Alfredo Iglesias Diéguez

Resulta obvio que Saddam Husein puede ser visto culpable por un tribunal penal: culpable de haber autorizado la masacre de Duyail en el año 1982 y el empleo de armas químicas contra la población curda de Halabjia en 1988, de haber sofocado violentamente la rebelión chiíta de 1991, de haber fusilado con demasiada frecuencia a sus enemigos políticos…; de todas formas, la principal acusación que deberíamos formular contra Saddam es la de haber traicionado la revolución, de aliarse con los norteamericanos y los europeos para llevar al país a una guerra que se prolongó durante 10 años, de invertir los millones de dólares procedentes del petróleo en convertir a su país en una potencia armada, en vez de construir escuelas, hospitales, universidades, centros de investigación… Así pues, de acuerdo con todos estos cargos, Saddam puede ser visto culpable por un tribunal, pero no por el Alto Tribunal que lo juzgó, pues eso significaría aceptar la violación de los principios rectores del derecho y de la soberanía nacional.

Efectivamente, si aceptásemos la sentencia condenatoria del tribunal, cuestión a parte de que cualquier sentencia a muerte debe ser rechazada en tanto que supone una perversión de la propia justicia al impedir la rehabilitación del acusado, estaríamos aceptando que se puede realizar un juicio teniendo incomunicados a los acusados, impidiendo que los abogados mantengan contacto con los acusados y prohibiendo que las organizaciones de derechos humanos comprueben que no están siendo sometidos a torturas los acusados; estaríamos aceptando, además, que un juicio se pode realizar sin conocer la identidad de los miembros del tribunal, apenas el nombre del juez y fiscal principales, sin que se hagan públicas las sesiones…; estaríamos aceptando el asesinato y la violación de los derechos de los abogados defensores de los acusados; en fin, estaríamos aceptando una farsa judicial.

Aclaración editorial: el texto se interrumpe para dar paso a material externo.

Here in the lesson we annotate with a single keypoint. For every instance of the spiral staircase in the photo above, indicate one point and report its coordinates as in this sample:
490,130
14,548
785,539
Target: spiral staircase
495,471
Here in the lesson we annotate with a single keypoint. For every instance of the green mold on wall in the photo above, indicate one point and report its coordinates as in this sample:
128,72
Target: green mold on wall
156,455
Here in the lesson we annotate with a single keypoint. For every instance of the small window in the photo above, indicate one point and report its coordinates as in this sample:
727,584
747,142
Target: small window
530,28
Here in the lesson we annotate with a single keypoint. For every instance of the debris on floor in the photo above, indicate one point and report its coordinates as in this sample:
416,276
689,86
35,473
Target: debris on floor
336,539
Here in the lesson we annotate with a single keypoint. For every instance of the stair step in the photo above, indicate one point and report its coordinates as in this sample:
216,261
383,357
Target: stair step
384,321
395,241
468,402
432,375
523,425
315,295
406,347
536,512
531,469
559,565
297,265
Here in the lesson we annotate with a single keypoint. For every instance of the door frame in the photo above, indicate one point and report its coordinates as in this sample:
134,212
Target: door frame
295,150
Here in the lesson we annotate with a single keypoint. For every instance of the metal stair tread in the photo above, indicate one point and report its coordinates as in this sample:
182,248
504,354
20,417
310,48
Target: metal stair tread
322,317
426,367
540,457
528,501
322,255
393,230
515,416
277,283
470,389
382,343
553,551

Asimismo, si aceptásemos la sentencia condenatoria del tribunal estaríamos legitimando: primero, un tribunal ilegal, pues como ya advirtieron numerosos juristas, los tribunales creados bajo la ocupación y en situación de excepción son ilegales y sus sentencias nulas de pleno derecho; segundo, un proceso político que, al fundamentarse en la Ley administrativa transitoria dictada por el administrador civil de las fuerzas de ocupación, el norteamericano Paul Bremen, es nulo de derecho, pues desde la perspectiva del derecho internacional consagrado en la Carta de las Naciones Unidas, las Convenciones de Ginebra y el Tratado de la Haya de 1907 un poder ocupante no puede cambiar las estructuras políticas, económicas o sociales del país ocupado, razón por la cual no es legítima ninguna de las instituciones políticas creadas tras la ocupación y aceptadas únicamente por las fuerzas políticas del país ocupado que se asociaron con los ocupantes; tercero, la guerra preventiva contra Iraq y su consecuente ocupación, pues son actos ilegales y fuera de todo derecho condenados por las Naciones Unidas; y, en fin, estaríamos legitimando la pérdida de soberanía del pueblo iraquí y los 650.000 crímenes cometidos por las fuerzas de ocupación para satisfacer los intereses del gran capital.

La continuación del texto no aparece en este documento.